I started with the following in my .gitlab-ci.yaml
pypi:
stage: pypi
rules:
- if: $CI_COMMIT_BRANCH == "master"
# - if: $CI_COMMIT_TAG
script:
- pip install .[pypi]
- pip install build
- python -m build
- twine upload --repository testpypi dist/*
…and this works. I’m using setuptools_scm
to automatically version and I get packages with post###
uploaded (e.g. 0.1.4.post140 and 0.1.5rc3.post3).
This is great it works, however, as mentioned I don’t want everything merged into master
to trigger a build and upload so instead I switch the rules
to use $CI_COMMIT_TAG
and not $CI_COMMIT_BRANCH == "master"
…
pypi:
stage: pypi
rules:
# - if: $CI_COMMIT_BRANCH == "master"
- if: $CI_COMMIT_TAG
script:
- pip install .[pypi]
- pip install build
- python -m build
- twine upload --repository testpypi dist/*
This results in the job only being triggered if I commit a tag, which is what I want, however uploading fails with…
Successfully built tcx2gpx-0.1.5rc5.tar.gz and tcx2gpx-0.1.5rc5-py3-none-any.whl
$ twine upload --repository testpypi dist/*
Uploading distributions to https://test.pypi.org/legacy/
Enter your username: Traceback (most recent call last):
File "/usr/local/bin/twine", line 8, in <module>
sys.exit(main())
^^^^^^
File "/usr/local/lib/python3.11/site-packages/twine/__main__.py", line 33, in main
error = cli.dispatch(sys.argv[1:])
^^^^^^^^^^^^^^^^^^^^^^^^^^
File "/usr/local/lib/python3.11/site-packages/twine/cli.py", line 123, in dispatch
return main(args.args)
^^^^^^^^^^^^^^^
File "/usr/local/lib/python3.11/site-packages/twine/commands/upload.py", line 198, in main
return upload(upload_settings, parsed_args.dists)

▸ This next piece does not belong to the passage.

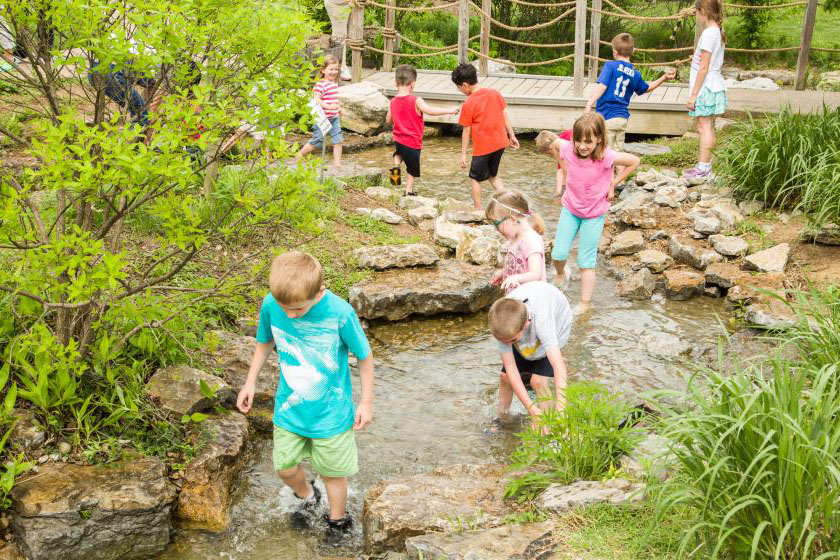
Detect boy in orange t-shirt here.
[452,64,519,210]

^^^^^^^^^^^^^^^^^^^^^^^^^^^^^^^^^^^^^^^^^^
File "/usr/local/lib/python3.11/site-packages/twine/commands/upload.py", line 127, in upload
repository = upload_settings.create_repository()

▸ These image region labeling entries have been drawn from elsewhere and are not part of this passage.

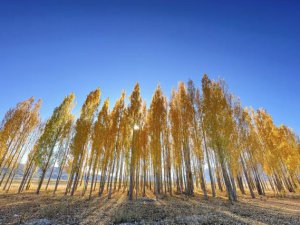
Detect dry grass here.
[0,182,300,225]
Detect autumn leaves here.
[0,75,300,201]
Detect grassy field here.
[0,182,300,225]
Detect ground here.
[0,183,300,225]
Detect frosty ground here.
[0,188,300,225]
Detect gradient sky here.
[0,0,300,134]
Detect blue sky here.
[0,0,300,134]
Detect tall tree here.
[34,93,75,194]
[67,88,100,195]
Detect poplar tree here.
[33,93,75,194]
[128,83,142,200]
[66,88,100,195]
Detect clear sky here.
[0,0,300,134]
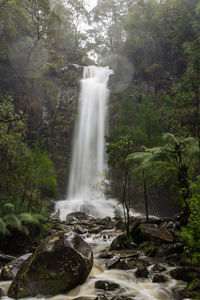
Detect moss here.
[140,241,157,257]
[183,278,200,300]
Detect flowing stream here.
[56,66,115,220]
[0,230,185,300]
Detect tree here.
[128,133,199,217]
[105,136,133,238]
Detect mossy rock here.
[8,232,93,299]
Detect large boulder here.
[131,223,174,244]
[66,211,94,223]
[8,232,93,299]
[0,253,32,281]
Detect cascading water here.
[56,66,117,219]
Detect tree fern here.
[3,214,21,229]
[19,213,40,225]
[0,218,9,235]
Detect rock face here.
[0,253,32,281]
[131,224,174,244]
[8,232,93,299]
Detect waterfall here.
[56,66,117,219]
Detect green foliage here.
[178,178,200,264]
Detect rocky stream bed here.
[0,213,200,300]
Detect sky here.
[87,0,97,10]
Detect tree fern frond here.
[3,202,15,214]
[32,213,47,222]
[0,218,9,235]
[19,213,40,225]
[162,132,179,145]
[3,214,21,229]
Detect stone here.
[152,274,168,283]
[8,232,93,299]
[88,225,106,234]
[95,280,120,291]
[106,255,120,269]
[131,224,174,244]
[157,243,184,257]
[152,264,167,273]
[113,258,150,270]
[0,253,16,264]
[0,253,32,281]
[110,234,131,251]
[111,296,133,300]
[95,294,108,300]
[170,267,200,282]
[66,211,94,222]
[74,225,88,234]
[135,267,149,278]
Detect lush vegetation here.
[0,0,200,296]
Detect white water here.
[56,66,116,219]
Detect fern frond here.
[3,202,15,214]
[32,213,47,222]
[19,213,40,225]
[0,218,9,235]
[3,214,21,229]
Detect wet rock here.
[152,274,168,283]
[113,258,150,270]
[8,232,93,298]
[111,296,133,300]
[106,255,120,269]
[74,225,88,234]
[131,224,174,244]
[0,253,16,265]
[110,234,135,251]
[95,280,120,291]
[157,243,184,257]
[99,252,116,259]
[95,294,108,300]
[135,267,149,278]
[0,287,6,297]
[170,267,200,282]
[0,253,32,281]
[96,217,115,229]
[66,211,94,222]
[88,226,106,234]
[152,264,167,273]
[115,219,125,230]
[73,297,96,300]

^^^^^^^^^^^^^^^^^^^^^^^^^^^^^^^^^^^
File "/usr/local/lib/python3.11/site-packages/twine/settings.py", line 329, in create_repository
self.username,
^^^^^^^^^^^^^
File "/usr/local/lib/python3.11/site-packages/twine/settings.py", line 131, in username
return cast(Optional[str], self.auth.username)
^^^^^^^^^^^^^^^^^^
File "/usr/local/lib/python3.11/site-packages/twine/auth.py", line 34, in username
return utils.get_userpass_value(
^^^^^^^^^^^^^^^^^^^^^^^^^
File "/usr/local/lib/python3.11/site-packages/twine/utils.py", line 248, in get_userpass_value
value = prompt_strategy()
^^^^^^^^^^^^^^^^^
File "/usr/local/lib/python3.11/site-packages/twine/auth.py", line 85, in username_from_keyring_or_prompt
return self.prompt("username", input)
^^^^^^^^^^^^^^^^^^^^^^^^^^^^^^
File "/usr/local/lib/python3.11/site-packages/twine/auth.py", line 96, in prompt
return how(f"Enter your {what}: ")
^^^^^^^^^^^^^^^^^^^^^^^^^^^
EOFError: EOF when reading a line
Cleaning up project directory and file based variables 00:00
ERROR: Job failed: exit code 1
To investigate this I added a short debug job and allowed these variables to be shown in the logs…
print-all-env-vars-job:
stage: debug
script:
- echo "GitLab CI/CD | Print all environment variables"
- env
…and re-ran the pipelines using both rules (i.e. one to only build on master
and one to run only on tags). Saved the env
output and diff
ed them and it transpires that the $TWINE_USERNAME
and $TWINE_PASSWORD
variables are not present when running the pipeline on $CI_COMMIT_TAG
and so twine
is not getting the value of $TWINE_USERNAME
passed to it (nor would it get $TWINE_PASSWORD
if it got that far) which is I think the cause of the failure.
I’m confused by this because as I noted above I have protected these variables and they should only be _Exported to pipelines running on protected branches and tags only_
(i.e. master
or commits with tags) and would therefore expect them to be exported on pipelines that are triggered by tags.
Any suggestions on what I’ve done wrong would be gratefully received.